Recurring and lead roles[]

Surovy is known widely for his work on ABC daytime serials. His first claim to fame was performing as Orson Burns on Ryan's Hope, which starred, for the entire run, Voyager headliner Kate Mulgrew. Surovy played Burns in 1981, and also on with Mulgrew and him were Daniel Hugh Kelly and Malachi Throne. Surovy's other notable daytime role was as spy Mike Roy on All My Children from 1983 to 1984 and again in 1998 (with Robin Christopher, Ronald Guttman, Mark La Mura, and Lee Meriwether).

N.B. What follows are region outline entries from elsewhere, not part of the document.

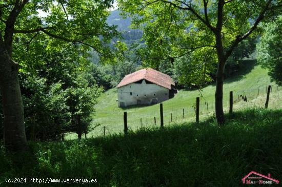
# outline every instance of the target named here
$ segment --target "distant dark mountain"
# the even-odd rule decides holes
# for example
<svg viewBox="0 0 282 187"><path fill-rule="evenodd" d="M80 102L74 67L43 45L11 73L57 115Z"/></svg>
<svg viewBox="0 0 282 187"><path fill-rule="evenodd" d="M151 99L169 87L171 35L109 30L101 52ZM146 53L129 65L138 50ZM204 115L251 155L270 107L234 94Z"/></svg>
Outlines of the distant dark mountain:
<svg viewBox="0 0 282 187"><path fill-rule="evenodd" d="M111 14L108 17L107 22L110 25L114 25L117 26L117 29L120 31L131 31L132 29L129 28L131 24L131 18L127 17L124 19L119 15L120 11L118 10L115 10L111 11Z"/></svg>

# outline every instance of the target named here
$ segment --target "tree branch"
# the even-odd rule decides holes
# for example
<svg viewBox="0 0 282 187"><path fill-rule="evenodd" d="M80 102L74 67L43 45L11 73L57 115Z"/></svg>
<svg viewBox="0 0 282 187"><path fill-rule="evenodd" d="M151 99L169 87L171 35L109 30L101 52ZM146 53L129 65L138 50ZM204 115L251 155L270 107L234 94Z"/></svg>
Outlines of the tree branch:
<svg viewBox="0 0 282 187"><path fill-rule="evenodd" d="M42 31L45 29L51 29L53 28L53 27L47 27L39 28L32 29L32 30L14 30L13 33L25 33L25 34L33 33L34 32L38 32L39 31Z"/></svg>
<svg viewBox="0 0 282 187"><path fill-rule="evenodd" d="M56 34L52 34L52 33L46 31L45 29L43 29L43 30L41 30L41 31L43 32L44 33L47 34L48 35L49 35L50 36L51 36L51 37L52 37L53 38L55 38L62 39L63 40L68 41L68 42L70 42L70 43L78 43L78 44L83 44L83 45L84 45L85 46L90 47L93 48L97 53L98 53L99 54L101 54L102 55L105 55L105 53L104 53L98 50L97 49L97 48L95 47L95 46L92 46L90 44L87 44L87 43L84 42L84 41L83 41L82 40L71 39L65 37L64 36L59 36L59 35L56 35Z"/></svg>
<svg viewBox="0 0 282 187"><path fill-rule="evenodd" d="M4 33L5 47L9 55L12 57L13 34L15 23L17 17L29 0L17 0L14 8L11 11L6 21L6 27Z"/></svg>
<svg viewBox="0 0 282 187"><path fill-rule="evenodd" d="M206 19L206 22L208 24L211 25L210 23L210 20L209 19L209 16L208 15L208 3L209 3L209 0L203 0L204 1L204 7L205 8L205 18Z"/></svg>
<svg viewBox="0 0 282 187"><path fill-rule="evenodd" d="M254 31L254 30L257 27L257 25L258 25L258 24L264 18L264 14L268 10L269 6L270 5L270 3L271 3L272 1L272 0L268 0L268 2L267 2L266 6L263 9L261 12L260 12L260 13L259 13L259 15L258 15L258 17L257 17L256 20L254 22L254 25L252 26L252 27L251 27L251 28L250 28L250 29L243 35L237 36L237 38L234 41L234 42L233 43L233 44L229 48L229 49L228 51L227 51L226 53L226 58L228 58L231 54L234 49L238 45L238 44L241 41L242 41L243 39L245 39L248 36L249 36Z"/></svg>
<svg viewBox="0 0 282 187"><path fill-rule="evenodd" d="M183 7L179 5L176 5L176 4L172 3L171 2L167 1L165 0L160 0L160 1L165 3L168 3L172 6L173 6L175 8L177 8L179 9L180 10L186 10L190 11L193 14L194 14L198 19L199 19L202 22L203 22L204 24L205 24L211 30L212 30L213 32L214 32L215 28L214 27L212 27L209 23L207 22L204 18L203 18L199 14L198 14L196 11L192 8L192 7L187 4L185 3L184 2L180 2L179 1L177 1L178 2L179 2L180 3L183 4L184 5L185 5L187 7Z"/></svg>

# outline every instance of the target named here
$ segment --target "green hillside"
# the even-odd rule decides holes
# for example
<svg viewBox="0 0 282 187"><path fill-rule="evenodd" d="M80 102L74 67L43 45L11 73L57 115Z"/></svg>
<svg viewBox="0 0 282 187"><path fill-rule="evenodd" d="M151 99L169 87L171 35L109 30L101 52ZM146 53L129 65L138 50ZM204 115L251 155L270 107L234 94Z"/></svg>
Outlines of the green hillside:
<svg viewBox="0 0 282 187"><path fill-rule="evenodd" d="M249 61L246 60L246 63ZM224 103L226 112L229 107L229 91L233 91L234 110L251 107L263 107L265 102L266 89L268 85L272 86L269 107L277 108L279 107L274 98L281 98L280 91L277 91L277 86L271 82L267 74L267 70L259 66L255 66L245 75L241 75L226 79L224 86ZM259 95L258 95L258 89ZM280 88L278 90L281 90ZM179 123L195 120L193 106L196 97L203 96L200 100L200 120L214 114L214 85L207 86L202 90L182 90L174 98L163 102L165 126L171 123ZM248 101L244 102L240 95L246 95ZM90 133L90 136L102 135L103 128L106 127L106 133L112 134L122 132L123 130L123 113L127 112L129 129L135 130L141 126L140 118L145 127L154 126L154 117L156 117L157 126L159 124L159 105L158 104L145 107L134 107L126 109L117 107L116 89L105 92L100 97L99 102L95 106L96 110L93 115L95 125L99 126ZM207 103L207 105L206 103ZM183 109L185 109L185 118L182 117ZM173 121L171 122L171 113ZM69 138L76 138L74 134Z"/></svg>
<svg viewBox="0 0 282 187"><path fill-rule="evenodd" d="M7 178L38 177L97 182L20 186L238 187L251 171L279 179L281 115L281 110L252 109L227 115L224 128L211 118L128 136L30 142L35 156L13 156L0 146L0 186Z"/></svg>

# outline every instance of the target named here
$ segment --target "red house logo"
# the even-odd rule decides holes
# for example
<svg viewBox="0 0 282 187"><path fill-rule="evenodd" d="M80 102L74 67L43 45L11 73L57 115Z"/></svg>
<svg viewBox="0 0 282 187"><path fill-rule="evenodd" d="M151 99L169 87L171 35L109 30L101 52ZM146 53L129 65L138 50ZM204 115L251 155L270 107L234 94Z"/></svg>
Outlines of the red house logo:
<svg viewBox="0 0 282 187"><path fill-rule="evenodd" d="M273 184L279 183L279 180L271 178L270 174L269 173L268 176L265 176L253 171L245 176L242 179L242 181L243 184Z"/></svg>

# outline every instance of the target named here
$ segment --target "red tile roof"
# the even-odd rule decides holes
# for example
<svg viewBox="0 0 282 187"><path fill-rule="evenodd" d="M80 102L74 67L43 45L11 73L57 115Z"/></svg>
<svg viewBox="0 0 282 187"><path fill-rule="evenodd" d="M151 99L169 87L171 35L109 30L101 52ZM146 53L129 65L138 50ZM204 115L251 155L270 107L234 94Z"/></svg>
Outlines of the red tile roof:
<svg viewBox="0 0 282 187"><path fill-rule="evenodd" d="M171 85L175 86L173 79L169 75L151 68L146 68L126 75L116 88L122 87L142 79L145 79L168 89L171 89Z"/></svg>

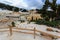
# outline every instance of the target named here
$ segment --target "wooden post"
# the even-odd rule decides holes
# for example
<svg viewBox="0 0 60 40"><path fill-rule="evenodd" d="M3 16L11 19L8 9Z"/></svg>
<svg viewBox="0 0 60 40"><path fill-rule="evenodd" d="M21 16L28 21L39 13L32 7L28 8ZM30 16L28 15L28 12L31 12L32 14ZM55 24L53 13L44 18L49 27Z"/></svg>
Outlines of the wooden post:
<svg viewBox="0 0 60 40"><path fill-rule="evenodd" d="M35 39L35 33L36 33L36 31L35 31L35 30L36 30L36 28L34 27L34 39Z"/></svg>
<svg viewBox="0 0 60 40"><path fill-rule="evenodd" d="M9 25L10 36L12 36L12 26Z"/></svg>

Surovy's first lead role away from daytime television was as P.J. Brakenhouse on the western Guns of Paradise (starring Benjamin W.S. Lum) from 1988 to 1989. He performed in the episodes "Founders Day" (with Julianna McCarthy), "Ghost Dance" (with past film costar Andrew Prine), "Devil's Canyon" (directed by Robert Scheerer), and "Stray Bullet" (with Robert O'Reilly), all in 1988, and in 1989's "A Private War" (directed again by Scheerer and featuring Stanley Kamel). Surovy also won the role of Captain Massie on Deadwood (also starring Jim Beaver, Larry Cedar, Brad Dourif, Paula Malcomson, Leon Rippy, and Keone Young). Surovy appeared in the episodes "Here Was a Man", "The Trial of Jack McCall", and "Bullock Returns To Camp".

Roles on the same series as different characters[]

On Murder, She Wrote, Surovy played Ben Judson in "Night of the Coyote" (1992, with Mariette Hartley), as James Ryerson in "School For Murder" (1995, with Robert Foxworth and Maryann Plunkett), and finally as Jim Vardian in "Murder Among Friends" (1996, with Robin Curtis and Barbara Alyn Woods). One other series was in which he played dual roles was The Practice, first as Dr. Henry Richards in "The Blessing" (1997, with Michael Bofshever) and again as Richard Baldwin in "Vanished" (2001, with Callan White).